22. The mixture of claim 14, wherein: the disulfide of formula R—S—S—R′ is dimethyl disulfide (DMDS), the amino acid bearing a thiol group or the peptide bearing a thiol group is chosen from cysteine, homocysteine, glutathione and thioredoxin, the organic reducing compound is a hydrogen-donating organic reducing compound bearing a hydroxyl function and is chosen from alcohols, polyols, and sugars, and the cofactor is a flavinic cofactor or a nicotinic cofactor.

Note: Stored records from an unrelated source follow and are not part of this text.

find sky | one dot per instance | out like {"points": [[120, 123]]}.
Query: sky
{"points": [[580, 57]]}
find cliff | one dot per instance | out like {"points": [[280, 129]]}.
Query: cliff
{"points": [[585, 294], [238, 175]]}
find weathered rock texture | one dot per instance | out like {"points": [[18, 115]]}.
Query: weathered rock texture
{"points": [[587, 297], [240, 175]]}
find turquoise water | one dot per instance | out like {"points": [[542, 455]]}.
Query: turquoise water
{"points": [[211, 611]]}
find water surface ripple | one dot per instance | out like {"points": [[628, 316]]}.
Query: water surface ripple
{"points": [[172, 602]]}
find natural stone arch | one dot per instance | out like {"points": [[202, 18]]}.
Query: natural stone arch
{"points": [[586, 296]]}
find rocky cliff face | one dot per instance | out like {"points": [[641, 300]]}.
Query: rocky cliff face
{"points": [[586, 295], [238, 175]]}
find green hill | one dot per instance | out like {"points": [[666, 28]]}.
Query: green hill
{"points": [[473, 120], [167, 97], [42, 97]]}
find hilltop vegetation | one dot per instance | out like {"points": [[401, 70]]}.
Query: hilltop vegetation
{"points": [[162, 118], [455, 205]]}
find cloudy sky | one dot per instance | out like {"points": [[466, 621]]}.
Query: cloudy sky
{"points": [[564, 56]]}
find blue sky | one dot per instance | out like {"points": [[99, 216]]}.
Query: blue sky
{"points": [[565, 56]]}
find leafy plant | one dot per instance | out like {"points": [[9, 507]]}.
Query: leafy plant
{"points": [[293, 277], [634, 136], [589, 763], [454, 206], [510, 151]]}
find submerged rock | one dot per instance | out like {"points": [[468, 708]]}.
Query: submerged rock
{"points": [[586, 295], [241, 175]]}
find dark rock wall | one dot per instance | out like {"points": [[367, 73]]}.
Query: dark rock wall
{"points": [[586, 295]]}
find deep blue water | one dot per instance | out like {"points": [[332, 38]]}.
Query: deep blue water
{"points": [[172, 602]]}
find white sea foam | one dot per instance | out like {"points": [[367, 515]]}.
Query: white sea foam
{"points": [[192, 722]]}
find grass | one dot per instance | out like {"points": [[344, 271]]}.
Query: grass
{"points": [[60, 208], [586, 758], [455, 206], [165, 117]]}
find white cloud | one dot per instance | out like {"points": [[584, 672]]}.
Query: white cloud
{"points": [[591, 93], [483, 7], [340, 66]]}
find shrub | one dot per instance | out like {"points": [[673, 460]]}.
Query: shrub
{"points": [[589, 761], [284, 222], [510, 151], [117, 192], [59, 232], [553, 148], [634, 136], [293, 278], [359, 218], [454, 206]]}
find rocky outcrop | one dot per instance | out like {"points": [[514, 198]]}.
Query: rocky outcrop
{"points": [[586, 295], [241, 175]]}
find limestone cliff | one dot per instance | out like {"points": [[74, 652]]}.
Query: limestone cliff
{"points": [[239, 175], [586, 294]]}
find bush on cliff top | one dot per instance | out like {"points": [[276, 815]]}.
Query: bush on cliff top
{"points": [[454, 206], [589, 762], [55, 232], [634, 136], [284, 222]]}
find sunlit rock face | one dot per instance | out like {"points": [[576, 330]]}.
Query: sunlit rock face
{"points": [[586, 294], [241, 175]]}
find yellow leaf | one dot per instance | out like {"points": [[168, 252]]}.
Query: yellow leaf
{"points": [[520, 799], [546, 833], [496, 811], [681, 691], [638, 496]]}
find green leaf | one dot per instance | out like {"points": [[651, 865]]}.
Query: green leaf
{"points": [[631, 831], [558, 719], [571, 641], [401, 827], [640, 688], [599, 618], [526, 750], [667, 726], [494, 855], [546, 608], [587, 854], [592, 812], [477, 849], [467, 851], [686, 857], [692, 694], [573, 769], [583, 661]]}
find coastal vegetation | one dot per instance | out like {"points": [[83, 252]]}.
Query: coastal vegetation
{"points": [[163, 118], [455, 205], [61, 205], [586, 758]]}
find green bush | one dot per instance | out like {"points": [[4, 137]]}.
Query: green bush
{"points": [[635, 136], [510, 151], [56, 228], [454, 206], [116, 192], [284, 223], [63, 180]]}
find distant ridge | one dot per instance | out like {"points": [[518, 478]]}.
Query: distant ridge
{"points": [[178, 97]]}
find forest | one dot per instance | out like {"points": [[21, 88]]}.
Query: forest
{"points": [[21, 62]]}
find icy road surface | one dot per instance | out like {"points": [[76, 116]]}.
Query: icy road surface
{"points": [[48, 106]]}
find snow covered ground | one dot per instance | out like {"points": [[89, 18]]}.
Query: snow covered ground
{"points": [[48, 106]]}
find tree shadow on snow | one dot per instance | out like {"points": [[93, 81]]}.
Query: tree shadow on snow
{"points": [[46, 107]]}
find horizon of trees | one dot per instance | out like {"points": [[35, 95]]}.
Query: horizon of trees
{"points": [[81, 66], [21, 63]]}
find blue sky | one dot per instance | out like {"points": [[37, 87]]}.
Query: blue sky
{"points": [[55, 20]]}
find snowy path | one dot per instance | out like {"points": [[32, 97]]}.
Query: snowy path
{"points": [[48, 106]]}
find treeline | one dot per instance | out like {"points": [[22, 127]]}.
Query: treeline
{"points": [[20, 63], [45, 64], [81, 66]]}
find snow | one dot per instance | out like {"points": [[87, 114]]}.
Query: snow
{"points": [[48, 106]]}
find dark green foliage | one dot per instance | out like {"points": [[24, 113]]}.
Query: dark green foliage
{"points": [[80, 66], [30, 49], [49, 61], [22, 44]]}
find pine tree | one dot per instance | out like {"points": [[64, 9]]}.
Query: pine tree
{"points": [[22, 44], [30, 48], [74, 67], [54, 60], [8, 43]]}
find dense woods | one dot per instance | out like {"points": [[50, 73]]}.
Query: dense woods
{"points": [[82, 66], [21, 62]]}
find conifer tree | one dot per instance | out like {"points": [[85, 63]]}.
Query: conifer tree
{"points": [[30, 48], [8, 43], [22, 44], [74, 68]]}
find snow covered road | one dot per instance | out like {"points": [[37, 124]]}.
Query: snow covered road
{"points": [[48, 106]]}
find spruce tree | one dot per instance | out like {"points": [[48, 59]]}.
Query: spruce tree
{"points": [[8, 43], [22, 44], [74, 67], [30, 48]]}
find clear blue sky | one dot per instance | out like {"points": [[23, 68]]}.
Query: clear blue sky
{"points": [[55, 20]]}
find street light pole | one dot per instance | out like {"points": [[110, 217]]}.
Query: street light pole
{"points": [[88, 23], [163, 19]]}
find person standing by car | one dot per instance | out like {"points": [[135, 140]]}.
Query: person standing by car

23. The mixture of claim 14, wherein: the disulfide of formula R—S—S—R′ is dimethyl disulfide (DMDS), the amino acid bearing a thiol group or the peptide bearing a thiol group is glutathione, the organic reducing compound is glucose, and the cofactor is NADPH.

Description

EXAMPLE 1

[0098] 10 ml of glutathione enzymatic complex (Aldrich) and 19.2 g (0.1 mol) of glucose are introduced into a reactor containing 150 ml of 0.1 mol/l phosphate buffer at pH 7.30. The solution of enzymatic complex contains: 185 mg (0.6 mmol) of glutathione, 200 U of glutathione reductase, 50 mg (0.06 mmol) of NADPH and 200 U of glucose dehydrogenase. The reaction medium is brought to 25° C. with mechanical stirring. A first sample is taken at t=0. Subsequently, the dimethyl disulfide (9.4 g, 0.1 mol) is placed in a burette and added dropwise to the reactor; the reaction begins. A stream of nitrogen is placed in the reactor. Gas chromatography analysis of the gases leaving the reactor shows virtually essentially the presence of nitrogen and methyl mercaptan (some traces of water). These outlet gases are trapped in 20% sodium hydroxide in water. The DMDS is introduced in 6 hours and the reaction is monitored by potentiometric argentometric titration of the methyl mercaptan sodium salt in the trap at the outlet of the reactor. In addition, a final gas chromatography analysis of the reaction medium confirms the absence of DMDS, and by UPLC/mass spectrometry traces of glucose and the virtually exclusive presence of gluconolactone are found.

EXAMPLE 2

[0099] To the reaction medium of Example 1, 19.2 g (0.1 mol) of glucose are reintroduced in one go, and 9.4 g (0.1 mol) of DMDS are reintroduced dropwise in 6 hours. The reaction is monitored in the same way as in Example 1, after having changed the 20% sodium hydroxide solution at the outlet of the reactor. The analyses at the end of the reaction confirm the complete disappearance of the DMDS, totally converted into methyl mercaptan found in sodium salt form in the sodium hydroxide solution. Only the gluconolactone is analysed and found in the reaction medium at the end of the reaction. This example shows the robustness of the catalytic system through its reproducibility.